The electric field is horizontal and has the values indicated on the surface of cylinder as shown in Figure 21.65. What can you deduce from this pattern of electric field? Include a numerical result.

Short answer

We can deduce from the above electric field distribution that cylinder contains the charge $-5.31\times {10}^{-9}\text{C}$ between surfaces of cylinder.

Step-by-step solution

Identification of given data

The length of cylinder is$l=15cm$

The radius of cylinder is $r=5cm$.

The magnitude of incoming electric field on the left side of cylinder is $E_1=1600N/C$.

The magnitude of incoming electric field on the left side of cylinder is $E_2=1000N/C$.

Conceptual Explanation

The Gauss law is applied for the cylinder to find the net charge inside the cylinder for incoming and outgoing electric field of cylinder. For this net flux for cylinder is equated to the charge inside surface divided by permittivity of free space.

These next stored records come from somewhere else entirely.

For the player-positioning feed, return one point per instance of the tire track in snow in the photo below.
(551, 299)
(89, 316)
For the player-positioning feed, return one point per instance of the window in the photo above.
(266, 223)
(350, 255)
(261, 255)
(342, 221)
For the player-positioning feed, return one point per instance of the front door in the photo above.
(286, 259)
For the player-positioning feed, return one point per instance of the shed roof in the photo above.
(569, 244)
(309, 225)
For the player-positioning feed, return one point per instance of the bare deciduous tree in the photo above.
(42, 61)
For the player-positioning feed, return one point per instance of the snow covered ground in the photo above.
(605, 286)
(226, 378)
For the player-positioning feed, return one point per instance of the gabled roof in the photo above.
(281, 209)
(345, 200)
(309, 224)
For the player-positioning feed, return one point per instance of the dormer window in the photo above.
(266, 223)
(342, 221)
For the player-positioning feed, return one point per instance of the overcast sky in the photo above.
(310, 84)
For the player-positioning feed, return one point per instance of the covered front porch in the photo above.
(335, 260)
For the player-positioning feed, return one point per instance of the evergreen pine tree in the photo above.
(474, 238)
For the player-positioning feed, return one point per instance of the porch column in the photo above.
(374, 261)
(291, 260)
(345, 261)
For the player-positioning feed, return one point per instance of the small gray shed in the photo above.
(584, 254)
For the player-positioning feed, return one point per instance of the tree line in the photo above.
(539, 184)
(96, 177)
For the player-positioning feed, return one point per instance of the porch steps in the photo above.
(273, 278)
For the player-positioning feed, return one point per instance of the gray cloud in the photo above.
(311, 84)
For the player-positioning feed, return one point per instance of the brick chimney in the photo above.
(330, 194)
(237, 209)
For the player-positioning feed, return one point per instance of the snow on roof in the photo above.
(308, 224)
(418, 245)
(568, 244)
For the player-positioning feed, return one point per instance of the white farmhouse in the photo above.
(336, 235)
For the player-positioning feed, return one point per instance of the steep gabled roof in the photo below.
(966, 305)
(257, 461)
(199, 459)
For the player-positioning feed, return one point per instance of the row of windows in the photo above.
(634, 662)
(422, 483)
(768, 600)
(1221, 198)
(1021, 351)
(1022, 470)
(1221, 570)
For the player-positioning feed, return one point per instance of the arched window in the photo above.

Determination of charge enclosed inside the cylinder

The surface area of the cylinder is given as:

$A=2\pi rl$

Substitute all the values in the above equation.

$$\begin{gathered} A=2\pi \left[\left(5\text{cm}\right)\left(\frac{1\text{m}}{100\text{cm}}\right)\right]\left[\left(15\text{cm}\right)\left(\frac{1\text{m}}{100\text{cm}}\right)\right] \\ A=0.0471{\text{m}}^2 \end{gathered}$$

Apply the Gauss’s law to find the amount of charge inside cylinder:

$\left(E_2-E_1\right)A=\frac{q}{{\epsilon }_0}$

Here, ${\epsilon }_0$ is the permittivity of box and its value is$8.854\times {10}^{-12}{\text{C}}^2/\text{N}·{\text{m}}^2$ .

Substitute all the values in the above equation.

$\begin{array}{rcl}\left(1000\text{N}/\text{C}-1600\text{N}/\text{C}\right)& =& \frac{q}{8.854\times {10}^{-12}{\text{C}}^2/\text{N}·{\text{m}}^2}\\ q& =& -5.31\times {10}^{-9}\text{C}\\ & & \end{array}$

Therefore, the amount of charge inside the cylinder is $-5.31\times {10}^{-9}\text{C}$.